To build on this collaboration of curriculum development and research projects, Manukyan envisions a cultural exchange effort between universities in Armenia and the United States.
“The next step could be an exchange of Armenian and American students and professors,” Manukyan said. “This globalization would include refreshing some educational approaches and implementing new ones, including holding conferences with collaborating institutions via the Internet.”
One of the more immediate challenges, Manukyan said, is taking the educational materials that are available in English, through programs like Sakai, and incorporating them into Armenian classrooms.
“Currently I am teaching university classes using an English textbook,” Manukyan said. “Our students in Armenia also are anxious to hear these things in class, but this is more of a challenge because of the gap between educational systems in Central, Eastern and Eurasian nations and the West, including the United States.”
Manukyan noted that due to its location at the crossroads of Asian and European cultures, and its strong educational heritage, Armenia is competitive in the region and hosts many international students, mainly from Iran and India. The number of international students will be higher when Armenia adopts the best educational practices available in Western Europe and the United Sates, Manukyan said.
“Both government and nongovernmental actors are working on creating a sustainable and knowledge-based economy” Manukyan said. “They are building a new campus community that is scheduled to be completed in 2012.”
One of the key differences between the University of Delaware and the universities in Armenia, Manukyan said, is the size, scale and quality of the institutions and the scope of innovations.
“The University of Delaware is basically a state within a state. You even have your own stadiums and the campus is spread over a very large area,” Manukyan said. “When you compare UD with our Armenian State University of Economics in Yerevan, you would find that we have just a few buildings, and they are not spread out like here at UD.”
Hoffman said the goal of the Junior Faculty Development Program is for visiting scholars to return to their respective countries and universities and become educational innovators and leaders.
“We hope there will be an ongoing relationship between our two counties,” Hoffman said. “We have a history in the Economics Department of hosting JFPD scholars, and we believe the experience has been successful for both sides.”
Miller said Manukyan is the latest in a series of JFDP fellows that had previously come from Croatia, Montenegro and Uzbekistan.
“We have enjoyed the interaction with the fellows, and we learn a great deal from them,” Miller said. “We have been able to stay in contact with several of the previous fellows, and hope to do the same with Artak.”
When not mentoring, teaching or lecturing, Manukyan said he enjoys watching NBA basketball, soccer, wrestling and his favorite sport, chess.
Currently the mentor for the UD club chess team, Manukyan holds practices each Friday afternoon, drawing on his experience from years of competing in Armenia.

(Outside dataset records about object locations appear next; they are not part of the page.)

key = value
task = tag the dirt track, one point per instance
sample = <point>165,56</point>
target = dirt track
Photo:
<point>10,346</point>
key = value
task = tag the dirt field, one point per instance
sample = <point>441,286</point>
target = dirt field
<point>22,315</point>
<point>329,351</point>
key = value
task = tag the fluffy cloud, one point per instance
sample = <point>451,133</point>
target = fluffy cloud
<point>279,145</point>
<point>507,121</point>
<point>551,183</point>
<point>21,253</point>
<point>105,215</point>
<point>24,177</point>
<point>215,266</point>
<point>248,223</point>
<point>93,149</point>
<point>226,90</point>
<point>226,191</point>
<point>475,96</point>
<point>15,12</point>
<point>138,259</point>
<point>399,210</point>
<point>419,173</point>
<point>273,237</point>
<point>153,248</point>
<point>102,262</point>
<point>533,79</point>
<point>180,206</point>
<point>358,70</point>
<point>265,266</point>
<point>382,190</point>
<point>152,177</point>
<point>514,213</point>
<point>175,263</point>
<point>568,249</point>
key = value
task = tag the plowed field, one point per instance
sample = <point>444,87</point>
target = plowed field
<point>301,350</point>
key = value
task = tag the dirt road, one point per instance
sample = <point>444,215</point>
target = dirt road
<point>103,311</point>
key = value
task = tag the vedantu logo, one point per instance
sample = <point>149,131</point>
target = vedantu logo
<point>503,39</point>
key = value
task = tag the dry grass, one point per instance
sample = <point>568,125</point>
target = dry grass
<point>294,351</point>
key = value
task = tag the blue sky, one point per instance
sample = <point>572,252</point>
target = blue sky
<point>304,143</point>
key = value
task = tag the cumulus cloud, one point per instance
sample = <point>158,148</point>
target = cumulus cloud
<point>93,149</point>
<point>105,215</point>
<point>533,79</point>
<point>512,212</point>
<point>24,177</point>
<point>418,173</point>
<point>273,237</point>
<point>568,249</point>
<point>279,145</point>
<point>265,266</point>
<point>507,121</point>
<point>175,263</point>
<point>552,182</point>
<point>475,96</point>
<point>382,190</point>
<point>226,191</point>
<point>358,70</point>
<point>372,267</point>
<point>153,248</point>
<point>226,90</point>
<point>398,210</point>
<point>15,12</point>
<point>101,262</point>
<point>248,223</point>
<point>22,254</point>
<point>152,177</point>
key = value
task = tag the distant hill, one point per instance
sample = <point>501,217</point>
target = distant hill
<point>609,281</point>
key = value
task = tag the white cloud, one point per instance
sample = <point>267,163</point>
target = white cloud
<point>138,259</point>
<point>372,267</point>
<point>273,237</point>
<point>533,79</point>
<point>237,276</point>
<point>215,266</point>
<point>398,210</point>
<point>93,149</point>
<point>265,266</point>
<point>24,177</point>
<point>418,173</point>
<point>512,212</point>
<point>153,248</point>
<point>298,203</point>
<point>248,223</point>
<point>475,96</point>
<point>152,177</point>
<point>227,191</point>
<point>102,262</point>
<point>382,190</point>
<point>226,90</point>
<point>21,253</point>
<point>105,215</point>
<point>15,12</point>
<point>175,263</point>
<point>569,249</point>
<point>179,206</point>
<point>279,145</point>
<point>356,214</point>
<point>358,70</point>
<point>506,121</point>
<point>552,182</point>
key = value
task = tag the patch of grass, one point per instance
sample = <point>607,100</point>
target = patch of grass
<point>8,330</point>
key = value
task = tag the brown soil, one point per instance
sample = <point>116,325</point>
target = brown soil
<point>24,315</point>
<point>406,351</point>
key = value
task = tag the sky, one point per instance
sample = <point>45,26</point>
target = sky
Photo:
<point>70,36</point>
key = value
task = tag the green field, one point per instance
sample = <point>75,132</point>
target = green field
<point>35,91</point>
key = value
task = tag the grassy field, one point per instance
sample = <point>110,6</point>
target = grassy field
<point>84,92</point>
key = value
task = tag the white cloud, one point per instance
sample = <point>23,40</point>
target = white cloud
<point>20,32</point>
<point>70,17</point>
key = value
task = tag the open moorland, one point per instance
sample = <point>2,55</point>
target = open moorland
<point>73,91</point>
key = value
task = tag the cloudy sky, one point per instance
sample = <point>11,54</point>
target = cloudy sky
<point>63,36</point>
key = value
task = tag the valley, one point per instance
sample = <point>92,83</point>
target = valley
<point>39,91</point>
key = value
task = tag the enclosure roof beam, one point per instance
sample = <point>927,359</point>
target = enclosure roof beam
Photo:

Under his tutelage, the UD chess team achieved a career best and is currently ranked tops in the state.
Having won the University of Maryland Baltimore County Open/Alvin S. Mintzes Chess tournament in February, Manukyan is currently the top ranked player residing in the First State. He hosted a chess challenge at UD on April 23 that raised money to assist relief efforts in Haiti.
“Chess is part of our Armenian cultural heritage, and I have been playing it since an early age,” Manukyan said. “I also like to socialize, because it is an opportunity to network and meet people and learn new ideas through a common language that everyone can speak.”